Vorläufig hat mich der Abschnitt, in dem James Incandenzas Vater seinem Sohn (im Winter 1960) schildert, wie, aufgrund eines (offenbar nur zufällig) gewitzt platzierten Balls seines Gegners auf dem Tennisplatz, für ihn weder etwas aus einer viel versprechenden Karriere als Profispieler noch aus einem intakten Verhältnis zu seinem eigenen Vater, James’ Großvater, wurde, besonders beeindruckt. Vielleicht weil ich ihn zuletzt gelesen habe. Ebenso beeindruckt wie verwirrt, weswegen ich lange darüber nachgedacht habe, ob der Stopball auf Seite 238 wohl etwas anderes ist als der Stoppball auf Seite 239. Grundsätzlich wäre das ja vorstellbar. Dieser Gedanke, der ein wenig davon verrät, wozu dieses Buch imstande ist, brachte mich auf James Incandenzas 52. Filmarbeit (in der Übersetzung) „Wie Anno dazumal.“, der sich auf dieses Ereignis zu beziehen scheint und ihm 181. Minuten Film widmet.

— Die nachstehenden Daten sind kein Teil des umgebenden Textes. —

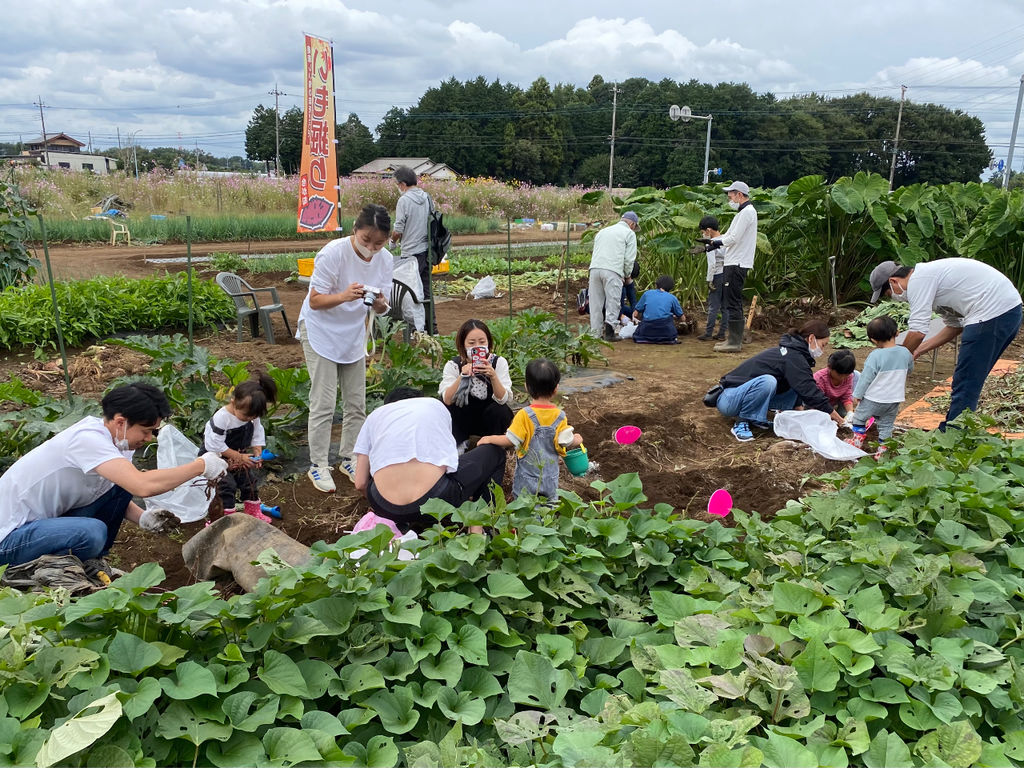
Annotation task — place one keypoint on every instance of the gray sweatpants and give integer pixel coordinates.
(884, 413)
(605, 300)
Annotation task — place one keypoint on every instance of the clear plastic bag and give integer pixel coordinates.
(187, 502)
(817, 430)
(485, 289)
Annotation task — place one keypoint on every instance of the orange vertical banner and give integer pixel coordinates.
(318, 173)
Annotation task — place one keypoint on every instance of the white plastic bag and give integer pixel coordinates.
(485, 289)
(817, 430)
(187, 502)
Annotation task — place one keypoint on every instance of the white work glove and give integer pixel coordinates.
(215, 466)
(158, 520)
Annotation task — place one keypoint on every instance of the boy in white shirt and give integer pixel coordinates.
(882, 387)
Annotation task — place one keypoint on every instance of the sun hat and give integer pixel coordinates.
(880, 278)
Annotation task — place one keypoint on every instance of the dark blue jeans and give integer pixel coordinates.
(752, 399)
(981, 345)
(86, 531)
(715, 305)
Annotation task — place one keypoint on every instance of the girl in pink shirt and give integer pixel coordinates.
(836, 381)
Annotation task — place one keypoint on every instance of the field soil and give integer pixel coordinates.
(685, 454)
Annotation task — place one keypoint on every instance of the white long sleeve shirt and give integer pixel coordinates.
(614, 249)
(962, 291)
(741, 239)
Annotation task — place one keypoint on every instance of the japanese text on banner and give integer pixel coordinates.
(318, 172)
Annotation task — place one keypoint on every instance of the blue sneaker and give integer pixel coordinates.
(741, 431)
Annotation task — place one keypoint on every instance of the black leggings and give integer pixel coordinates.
(477, 469)
(479, 418)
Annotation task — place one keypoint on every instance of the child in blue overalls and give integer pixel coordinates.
(540, 434)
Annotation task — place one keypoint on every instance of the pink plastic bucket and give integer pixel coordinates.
(628, 434)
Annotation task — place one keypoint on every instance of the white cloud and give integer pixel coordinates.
(199, 67)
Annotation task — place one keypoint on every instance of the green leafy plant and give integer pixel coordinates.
(853, 335)
(100, 306)
(878, 624)
(16, 264)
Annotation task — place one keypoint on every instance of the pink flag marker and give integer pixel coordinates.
(720, 503)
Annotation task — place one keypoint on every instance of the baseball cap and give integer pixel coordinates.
(880, 278)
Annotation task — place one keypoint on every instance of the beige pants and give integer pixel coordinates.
(325, 377)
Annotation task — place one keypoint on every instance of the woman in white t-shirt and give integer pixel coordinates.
(351, 275)
(71, 494)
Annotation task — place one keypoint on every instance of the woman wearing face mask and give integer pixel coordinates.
(333, 332)
(476, 385)
(776, 379)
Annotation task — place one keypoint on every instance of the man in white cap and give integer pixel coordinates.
(740, 241)
(974, 300)
(614, 252)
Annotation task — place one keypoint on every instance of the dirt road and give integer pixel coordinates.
(74, 262)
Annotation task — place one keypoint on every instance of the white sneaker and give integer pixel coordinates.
(347, 467)
(322, 479)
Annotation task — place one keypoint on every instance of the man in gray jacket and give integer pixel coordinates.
(411, 227)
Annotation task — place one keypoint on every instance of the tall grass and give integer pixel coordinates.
(69, 195)
(216, 228)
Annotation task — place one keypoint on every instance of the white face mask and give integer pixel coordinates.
(365, 252)
(121, 443)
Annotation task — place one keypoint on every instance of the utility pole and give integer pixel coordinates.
(276, 128)
(611, 155)
(42, 121)
(899, 120)
(1013, 136)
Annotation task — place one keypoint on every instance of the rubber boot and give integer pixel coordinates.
(735, 341)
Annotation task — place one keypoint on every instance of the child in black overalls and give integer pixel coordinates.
(236, 434)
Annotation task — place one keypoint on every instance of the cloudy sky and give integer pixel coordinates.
(181, 73)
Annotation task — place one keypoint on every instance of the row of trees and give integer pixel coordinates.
(559, 134)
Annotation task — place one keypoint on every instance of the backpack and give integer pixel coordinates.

Als ich die Liste mit Incandenzas Filmen erstmals sah, habe ich mir kichernd vorgestellt, wie der eine oder andere Plot wohl von diesem oder jenem Regisseur inszeniert wirken würde. „Bei Anruf Wollust“?

2 Kommentare zu Meine Filme sind nicht ein Stück Leben, sie sind ein Stück Kuchen (Alfred Hitchcock)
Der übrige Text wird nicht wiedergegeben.